How to Get Rid of Unwanted Backlinks by Search Engine Watch
Noting that, due to Google’s Penguin update, “for many websites (and a lot of business models that involve selling 50,000 links for $10) the sky is falling. Websites that have built an unnatural looking backlink profile using a strategy of aggressive exact match anchor text usage are setting off Google’s spam alarm,” Jennifer Van Iderstyne explains how to identify and rid yourself of “bad” backlinks, and lists some of her favorite backlink research tools.
17 Tools to Analyze Your Links by Practical eCommerce
Sig Ueland reviews 17 tools for analyzing a site’s backlink profile, ranging from “dedicated link identifiers, full search-engine-optimization suites, and link tools for search engines,”, free and paid. The list includes both popular tools like Majestic SEO and Open Site Explorer as well as lesser-known alternatives like Ahrefs.
Five Killer Link-building Tools by SitePoint
Writing that “As far as link-building tools go, there are two main sorts: those that help with the data and analysis side of things, and those that focus more on speeding up the process of building relationships with other site owners” but “knowing which tools to pick from the wide variety available can be tricky,” Christina Fusano recommends a handful of excellent and proven tools, including BuzzStream and Raven Tools.
Steven Musil reports on Google’s disavow links tool, designed to enable webmasters to remove links they believe might be hurting their search rankings. Of course, it’s not always obvious what constitutes a “bad” link, and if good links are accidentally deleted, it’s a time-consuming process to get them reinstated. Still, this is a vital tool—when all else fails.
4 Tools Breaking Your Backlinks into Categories by Internet Marketing Ninjas
The awesome Ann Smarty reviews four tools for categorizing backlinks in various ways, such as by source type (e.g., news site, blog, directory), topic (general, computers, fashion) and placement (footer, site-wide, image, comment), which can be very helpful in executing a web presence optimization strategy.
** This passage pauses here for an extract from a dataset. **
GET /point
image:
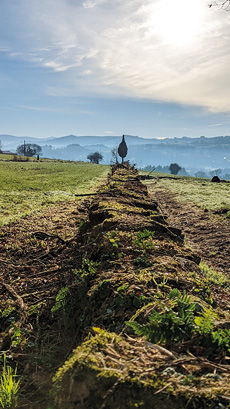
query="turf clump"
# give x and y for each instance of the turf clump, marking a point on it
(154, 332)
The good news is that all of these tools can provide some valuable filtering and insights; the bad news is none yet provide a high level of comprehensiveness and accuracy.
79 Link Building Resources for 2012 by KISSmetrics
If you just can’t enough link building information, Kristi Hines here provides links to 79 more link-building resources ranging from “Thought Pieces on Post-Penguin Link Building” and types of links to avoid to the top link-building tools and blogs.